Post-Migration Production Instability And Architectural Mitigation Via Nitro
Sources: 1 • Confidence: Medium • Updated: 2026-03-02 20:04
Key takeaways
- There is an active investigation involving Pouya and others to determine the true root cause of the TanStack route-loading failures.
- T3Chat was migrated off Next.js to TanStack Start.
- Cloudflare Workers bundle-size limits (about 3MB free and 10MB paid, per the speaker) were exceeded by the team's server-side code, making Cloudflare impractical without significant deployment complexity.
- TanStack Start's routing approach uses code generation plus TypeScript inference to provide end-to-end type-safe route parameters and loaders that gate rendering on required data being fetched.
- On Vercel, because the hard maximum request duration was 800 seconds, setting the chat API route maxDuration to 799 seconds in Next.js forced Fluid Compute to provision it separately from other 800-second routes, isolating long-running chat requests from short requests.
Sections
Post-Migration Production Instability And Architectural Mitigation Via Nitro
- There is an active investigation involving Pouya and others to determine the true root cause of the TanStack route-loading failures.
- The solution required patching TanStack Start server core to expose a Nitro/H3 event binding (getH3EventBinding) so the team could bind and handle Nitro events directly for mixed Nitro and TanStack routes.
- Deployments encountered a recurring root-route error where Node's internal undici-based fetch failed around ~60% rollout, causing server issues and clients not rendering.
- The team suspects TanStack route lazy-bundling retained many route bundles in memory and, under high concurrency, led to overload consistent with a 'too many files' (EMFILE) failure mode.

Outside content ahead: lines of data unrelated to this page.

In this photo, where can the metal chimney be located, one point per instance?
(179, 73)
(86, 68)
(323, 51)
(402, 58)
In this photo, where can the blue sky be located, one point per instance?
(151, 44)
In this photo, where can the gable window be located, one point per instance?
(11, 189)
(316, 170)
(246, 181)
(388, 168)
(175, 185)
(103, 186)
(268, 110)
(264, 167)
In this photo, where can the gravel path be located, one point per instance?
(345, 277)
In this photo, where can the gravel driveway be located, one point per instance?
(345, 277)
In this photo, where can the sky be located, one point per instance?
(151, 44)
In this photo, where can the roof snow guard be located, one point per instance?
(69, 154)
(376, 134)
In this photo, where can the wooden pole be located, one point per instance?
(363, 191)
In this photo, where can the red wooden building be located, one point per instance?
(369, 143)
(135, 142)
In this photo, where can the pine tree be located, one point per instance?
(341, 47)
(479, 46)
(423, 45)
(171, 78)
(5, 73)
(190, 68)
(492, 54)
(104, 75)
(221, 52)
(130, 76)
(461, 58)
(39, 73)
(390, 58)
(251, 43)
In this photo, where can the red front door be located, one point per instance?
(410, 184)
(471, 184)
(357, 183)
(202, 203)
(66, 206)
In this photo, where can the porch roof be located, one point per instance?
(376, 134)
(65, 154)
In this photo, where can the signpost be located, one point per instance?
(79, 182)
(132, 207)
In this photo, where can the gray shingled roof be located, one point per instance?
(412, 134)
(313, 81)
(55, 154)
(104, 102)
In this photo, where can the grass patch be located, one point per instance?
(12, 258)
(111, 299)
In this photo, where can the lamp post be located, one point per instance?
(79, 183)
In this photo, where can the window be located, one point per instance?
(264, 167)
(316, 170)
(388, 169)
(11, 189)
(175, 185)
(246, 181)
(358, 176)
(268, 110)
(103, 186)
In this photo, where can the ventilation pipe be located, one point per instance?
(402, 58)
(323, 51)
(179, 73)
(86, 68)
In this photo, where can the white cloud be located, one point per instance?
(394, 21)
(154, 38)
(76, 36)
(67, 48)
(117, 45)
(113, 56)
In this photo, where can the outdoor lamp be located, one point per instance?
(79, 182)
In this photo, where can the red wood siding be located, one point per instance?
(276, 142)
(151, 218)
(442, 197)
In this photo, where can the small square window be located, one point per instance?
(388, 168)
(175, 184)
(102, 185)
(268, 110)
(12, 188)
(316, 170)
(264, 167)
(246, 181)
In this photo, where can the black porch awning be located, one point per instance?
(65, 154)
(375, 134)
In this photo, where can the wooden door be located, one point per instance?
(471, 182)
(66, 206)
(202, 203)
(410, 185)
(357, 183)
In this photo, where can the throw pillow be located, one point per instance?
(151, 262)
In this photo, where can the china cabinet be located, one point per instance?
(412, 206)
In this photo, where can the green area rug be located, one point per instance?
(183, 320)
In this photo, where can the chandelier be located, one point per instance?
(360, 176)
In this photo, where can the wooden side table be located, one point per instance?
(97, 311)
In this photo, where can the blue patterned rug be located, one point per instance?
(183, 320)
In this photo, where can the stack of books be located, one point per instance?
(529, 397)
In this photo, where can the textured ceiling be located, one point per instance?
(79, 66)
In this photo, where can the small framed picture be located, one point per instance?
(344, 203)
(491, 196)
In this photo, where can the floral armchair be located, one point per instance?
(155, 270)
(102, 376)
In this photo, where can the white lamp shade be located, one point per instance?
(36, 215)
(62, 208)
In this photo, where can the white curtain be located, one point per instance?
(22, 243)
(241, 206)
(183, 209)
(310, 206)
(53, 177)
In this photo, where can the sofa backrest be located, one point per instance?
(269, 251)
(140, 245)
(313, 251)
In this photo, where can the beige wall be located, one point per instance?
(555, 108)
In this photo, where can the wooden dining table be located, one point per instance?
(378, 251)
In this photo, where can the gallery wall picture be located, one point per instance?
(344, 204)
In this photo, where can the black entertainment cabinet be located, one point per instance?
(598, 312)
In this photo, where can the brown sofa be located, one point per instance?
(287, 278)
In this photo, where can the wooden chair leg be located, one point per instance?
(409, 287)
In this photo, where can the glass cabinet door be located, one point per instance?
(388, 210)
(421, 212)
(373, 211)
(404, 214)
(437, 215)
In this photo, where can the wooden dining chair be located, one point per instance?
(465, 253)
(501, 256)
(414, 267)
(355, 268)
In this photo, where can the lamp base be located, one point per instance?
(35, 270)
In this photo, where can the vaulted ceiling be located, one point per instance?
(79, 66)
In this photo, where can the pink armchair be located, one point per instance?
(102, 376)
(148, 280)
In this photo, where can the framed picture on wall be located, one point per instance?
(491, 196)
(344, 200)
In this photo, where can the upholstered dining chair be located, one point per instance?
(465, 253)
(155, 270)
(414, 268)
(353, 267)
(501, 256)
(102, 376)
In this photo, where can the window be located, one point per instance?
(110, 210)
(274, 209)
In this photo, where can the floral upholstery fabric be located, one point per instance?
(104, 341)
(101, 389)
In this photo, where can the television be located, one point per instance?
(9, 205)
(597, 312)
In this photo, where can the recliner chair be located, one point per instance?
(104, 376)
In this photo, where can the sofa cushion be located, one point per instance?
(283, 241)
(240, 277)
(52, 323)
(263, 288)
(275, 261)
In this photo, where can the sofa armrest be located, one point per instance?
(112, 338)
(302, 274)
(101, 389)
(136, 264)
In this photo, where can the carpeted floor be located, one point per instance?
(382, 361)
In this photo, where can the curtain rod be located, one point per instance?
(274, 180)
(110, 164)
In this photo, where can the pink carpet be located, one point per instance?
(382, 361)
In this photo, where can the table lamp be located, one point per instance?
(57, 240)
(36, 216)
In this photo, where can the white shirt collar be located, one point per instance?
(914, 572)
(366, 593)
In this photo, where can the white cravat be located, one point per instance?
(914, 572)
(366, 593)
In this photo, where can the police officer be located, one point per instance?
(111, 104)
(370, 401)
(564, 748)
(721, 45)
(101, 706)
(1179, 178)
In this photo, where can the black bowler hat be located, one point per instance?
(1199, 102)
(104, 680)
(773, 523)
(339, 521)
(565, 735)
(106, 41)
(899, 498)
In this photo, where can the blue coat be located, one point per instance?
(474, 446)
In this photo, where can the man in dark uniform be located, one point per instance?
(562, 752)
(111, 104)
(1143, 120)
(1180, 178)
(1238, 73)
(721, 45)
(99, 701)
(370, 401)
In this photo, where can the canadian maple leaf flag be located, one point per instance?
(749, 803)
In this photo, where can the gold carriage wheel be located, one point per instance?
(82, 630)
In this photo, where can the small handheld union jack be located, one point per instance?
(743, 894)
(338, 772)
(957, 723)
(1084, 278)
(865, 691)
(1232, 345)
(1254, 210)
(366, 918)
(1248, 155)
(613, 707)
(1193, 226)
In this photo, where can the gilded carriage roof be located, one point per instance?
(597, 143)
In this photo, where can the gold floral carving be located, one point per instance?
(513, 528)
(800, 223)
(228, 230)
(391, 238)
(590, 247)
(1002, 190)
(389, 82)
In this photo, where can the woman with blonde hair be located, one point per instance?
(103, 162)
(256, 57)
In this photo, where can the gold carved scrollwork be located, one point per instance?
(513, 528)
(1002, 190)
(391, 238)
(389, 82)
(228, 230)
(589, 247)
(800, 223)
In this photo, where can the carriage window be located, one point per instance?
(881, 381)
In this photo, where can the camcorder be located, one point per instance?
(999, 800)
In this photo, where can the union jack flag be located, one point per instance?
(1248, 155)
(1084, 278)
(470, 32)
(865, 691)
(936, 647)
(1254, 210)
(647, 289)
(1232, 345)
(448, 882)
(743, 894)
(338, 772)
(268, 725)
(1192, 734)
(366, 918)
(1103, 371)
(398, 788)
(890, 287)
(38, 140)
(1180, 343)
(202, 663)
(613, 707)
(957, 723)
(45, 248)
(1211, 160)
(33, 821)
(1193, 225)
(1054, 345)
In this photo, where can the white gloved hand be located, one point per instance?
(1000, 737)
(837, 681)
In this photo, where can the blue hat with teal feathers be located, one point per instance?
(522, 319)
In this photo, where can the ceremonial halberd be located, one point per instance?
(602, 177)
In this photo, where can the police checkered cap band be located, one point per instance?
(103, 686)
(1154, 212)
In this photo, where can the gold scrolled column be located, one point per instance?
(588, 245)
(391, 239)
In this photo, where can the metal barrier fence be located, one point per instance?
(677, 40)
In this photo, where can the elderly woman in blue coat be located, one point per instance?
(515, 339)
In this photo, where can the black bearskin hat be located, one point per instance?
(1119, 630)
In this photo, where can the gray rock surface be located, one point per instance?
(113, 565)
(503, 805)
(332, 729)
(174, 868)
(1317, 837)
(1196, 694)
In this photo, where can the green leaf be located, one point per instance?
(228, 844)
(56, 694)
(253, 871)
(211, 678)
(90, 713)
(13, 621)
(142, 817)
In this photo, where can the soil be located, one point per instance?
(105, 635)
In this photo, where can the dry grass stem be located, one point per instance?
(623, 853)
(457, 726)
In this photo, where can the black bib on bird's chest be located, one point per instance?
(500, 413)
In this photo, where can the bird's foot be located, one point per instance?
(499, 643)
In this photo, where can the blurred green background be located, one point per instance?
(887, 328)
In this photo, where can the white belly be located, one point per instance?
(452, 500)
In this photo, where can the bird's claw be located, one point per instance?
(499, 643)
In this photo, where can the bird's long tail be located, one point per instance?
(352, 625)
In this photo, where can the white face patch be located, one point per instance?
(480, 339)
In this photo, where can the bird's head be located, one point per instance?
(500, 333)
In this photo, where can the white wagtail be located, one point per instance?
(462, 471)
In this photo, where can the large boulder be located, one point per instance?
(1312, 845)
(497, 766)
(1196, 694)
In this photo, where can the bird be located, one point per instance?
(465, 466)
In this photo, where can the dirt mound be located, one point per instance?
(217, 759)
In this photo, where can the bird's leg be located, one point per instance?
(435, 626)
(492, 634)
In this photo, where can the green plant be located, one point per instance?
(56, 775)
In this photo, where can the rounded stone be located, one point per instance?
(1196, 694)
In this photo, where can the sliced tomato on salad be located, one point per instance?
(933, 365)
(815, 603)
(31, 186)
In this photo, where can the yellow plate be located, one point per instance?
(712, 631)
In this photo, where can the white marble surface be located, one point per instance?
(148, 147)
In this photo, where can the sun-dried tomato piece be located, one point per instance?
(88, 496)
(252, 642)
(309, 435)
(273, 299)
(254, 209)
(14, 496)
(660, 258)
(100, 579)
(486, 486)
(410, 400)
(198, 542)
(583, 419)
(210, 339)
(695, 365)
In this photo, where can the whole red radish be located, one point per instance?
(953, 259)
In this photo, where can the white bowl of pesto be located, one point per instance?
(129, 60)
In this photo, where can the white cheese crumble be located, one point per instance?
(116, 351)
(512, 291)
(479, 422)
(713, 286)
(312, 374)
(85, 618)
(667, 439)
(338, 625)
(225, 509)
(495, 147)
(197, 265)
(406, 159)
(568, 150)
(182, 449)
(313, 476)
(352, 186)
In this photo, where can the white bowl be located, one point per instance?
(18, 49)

- As a mitigation, the team removed API endpoints from TanStack routing and instead relied on Nitro's route handling for API resolution while keeping TanStack for browser route experience.
- Configuring Nitro with a serverDir in Vite enables defining server functions in a Nitro-preferred structure outside TanStack route definitions while still operating within TanStack Start.
Framework-Router Misfit As Primary Migration Driver
- T3Chat was migrated off Next.js to TanStack Start.
- At launch, T3Chat used Next.js but replaced the Next router with a hacked-in React Router setup using rewrites to a static app shell.
- The team intentionally used Next.js in a client-first way, avoided Server Components, and targeted SPA-like navigation speed after the initial JS load.
- TRPC traffic initially broke due to the rewrite strategy and required using a custom header to keep TRPC requests from being routed to the static app shell.
- After migrating the data layer to Convex, moving auth to WorkOS, and rewriting backend logic with Effect for observability, the speaker attributes remaining major bugs largely to the Next.js-plus-React-Router integration.
- The move off Next.js was driven by a desire for a better SPA experience and a framework that keeps front end and back end deployed together under one package.json, not by a belief that Next.js or Vercel are inherently bad.
Platform And Org Constraints Shaping Viable Architectures
- Cloudflare Workers bundle-size limits (about 3MB free and 10MB paid, per the speaker) were exceeded by the team's server-side code, making Cloudflare impractical without significant deployment complexity.
- The team explored exits from Next.js including Remix, React Router's server approach, and a Vite+Hono rewrite targeting Cloudflare, but encountered blockers related to platform and documentation complexity.
- Vercel's Fluid compute changed the economics of long-running AI generation requests by making scaling cheaper than a prior model where each user chat effectively consumed a dedicated Lambda.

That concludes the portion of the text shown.